I don't know, I can't say. Like I've always done, I just keep taking pictures. Unplanned and unposed, or requesting first that they let me. When childhood is over and they are packing up their things, will they look back and recall above all else, Mama asking "Can I take your picture?" or "Hold still just a minute."

Hold still just a minute.


I wish they could as much as I wish this wouldn't. I miss our life and our routine, the natural ebbs and breaks that allowed us all to recharge and rejoin each other as our best selves. I will walk away with regrets; I am absolutely sure of that. I will remember what I should have done and the ways in which my anxiety failed me, the ways in which I stood paralyzed in corners watching my should-self dancing on a screen.

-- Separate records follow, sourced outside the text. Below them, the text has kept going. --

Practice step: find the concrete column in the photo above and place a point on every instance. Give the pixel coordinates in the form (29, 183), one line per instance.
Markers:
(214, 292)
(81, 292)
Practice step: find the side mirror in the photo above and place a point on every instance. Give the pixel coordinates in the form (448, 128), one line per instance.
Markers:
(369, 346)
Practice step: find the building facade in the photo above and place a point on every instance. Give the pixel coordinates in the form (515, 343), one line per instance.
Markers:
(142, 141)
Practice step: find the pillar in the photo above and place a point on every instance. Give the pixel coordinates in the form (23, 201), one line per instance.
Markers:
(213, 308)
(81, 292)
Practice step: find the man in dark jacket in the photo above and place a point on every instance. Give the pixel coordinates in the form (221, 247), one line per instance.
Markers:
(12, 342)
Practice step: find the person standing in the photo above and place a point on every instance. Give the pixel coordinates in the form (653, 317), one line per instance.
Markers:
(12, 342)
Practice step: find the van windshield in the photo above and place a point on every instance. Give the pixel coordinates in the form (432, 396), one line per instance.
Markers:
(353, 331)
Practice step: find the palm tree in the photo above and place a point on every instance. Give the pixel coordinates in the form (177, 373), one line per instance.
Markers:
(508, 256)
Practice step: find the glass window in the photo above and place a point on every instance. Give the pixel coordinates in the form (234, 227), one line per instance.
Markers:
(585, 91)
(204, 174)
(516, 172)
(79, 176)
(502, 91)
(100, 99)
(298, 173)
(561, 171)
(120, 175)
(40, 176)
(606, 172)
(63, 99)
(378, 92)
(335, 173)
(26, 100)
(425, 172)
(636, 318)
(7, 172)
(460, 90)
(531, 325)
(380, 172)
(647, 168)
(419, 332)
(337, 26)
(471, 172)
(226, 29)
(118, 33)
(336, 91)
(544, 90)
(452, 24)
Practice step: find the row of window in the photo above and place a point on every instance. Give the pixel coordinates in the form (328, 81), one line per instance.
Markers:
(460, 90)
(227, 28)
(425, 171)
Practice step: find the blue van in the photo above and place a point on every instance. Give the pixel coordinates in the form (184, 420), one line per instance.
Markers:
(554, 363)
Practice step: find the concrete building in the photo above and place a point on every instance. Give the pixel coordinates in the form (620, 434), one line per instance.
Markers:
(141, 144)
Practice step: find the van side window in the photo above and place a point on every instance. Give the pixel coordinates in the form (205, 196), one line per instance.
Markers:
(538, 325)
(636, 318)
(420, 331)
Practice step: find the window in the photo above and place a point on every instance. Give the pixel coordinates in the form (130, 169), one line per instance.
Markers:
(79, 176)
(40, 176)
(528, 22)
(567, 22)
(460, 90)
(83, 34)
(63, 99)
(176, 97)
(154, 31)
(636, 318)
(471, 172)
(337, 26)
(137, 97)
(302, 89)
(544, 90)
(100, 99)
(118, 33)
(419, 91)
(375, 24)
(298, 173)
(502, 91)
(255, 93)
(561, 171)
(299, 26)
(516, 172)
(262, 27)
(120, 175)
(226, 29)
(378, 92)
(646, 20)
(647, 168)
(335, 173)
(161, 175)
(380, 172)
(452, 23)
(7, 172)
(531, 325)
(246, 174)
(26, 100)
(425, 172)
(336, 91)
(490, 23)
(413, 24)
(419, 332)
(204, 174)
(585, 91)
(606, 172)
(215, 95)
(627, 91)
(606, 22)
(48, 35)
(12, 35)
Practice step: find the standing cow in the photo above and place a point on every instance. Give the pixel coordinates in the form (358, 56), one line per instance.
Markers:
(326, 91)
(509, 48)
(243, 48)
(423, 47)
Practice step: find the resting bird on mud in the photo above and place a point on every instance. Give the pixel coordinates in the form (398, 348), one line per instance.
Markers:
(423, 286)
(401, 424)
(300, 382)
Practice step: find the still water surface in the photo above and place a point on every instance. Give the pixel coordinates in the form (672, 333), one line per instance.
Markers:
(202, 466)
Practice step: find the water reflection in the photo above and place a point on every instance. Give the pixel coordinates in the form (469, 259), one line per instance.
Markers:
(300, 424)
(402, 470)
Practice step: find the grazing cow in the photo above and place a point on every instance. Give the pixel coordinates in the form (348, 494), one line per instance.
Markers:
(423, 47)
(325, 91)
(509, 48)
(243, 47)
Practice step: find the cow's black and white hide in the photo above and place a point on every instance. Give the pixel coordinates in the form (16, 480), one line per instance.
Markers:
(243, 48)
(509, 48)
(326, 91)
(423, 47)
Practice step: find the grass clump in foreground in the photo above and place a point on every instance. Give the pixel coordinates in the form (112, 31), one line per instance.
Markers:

Maybe I should be adjusting to life in isolation, but some days I feel like I am simply surviving. There is no gorgeous routine, no homeschool efforts ripped straight from a parenting magazine.


Oh, but there is laughter... and popcorn making its radiant rise to snackdom known. Pop, pop, pop. The melting of butter dripped on top and so many movies. Collages cut out of old magazines and new catalogues, a sea of pink joy pieced together on rainy days, hopscotch in the driveway, and cuddling on the couch when sun streams through the windows. There are impromptu dance parties and unscheduled naps in my arms, spread across my legs. Lots of books. Unprecedented moments of playing Barbies over the phone with a grandmother seven states away.


We've chalked our hair and painted our nails, sung "happy birthday" to neighbors and friends through open car windows, shrieked at the thrill of icy-cold pool water on late days of March. We will get through this, our little unit of four, even if there are times not as lovely as the others. Even if Mama is not doing everything that she should. Or maybe, just because she is doing everything that she can.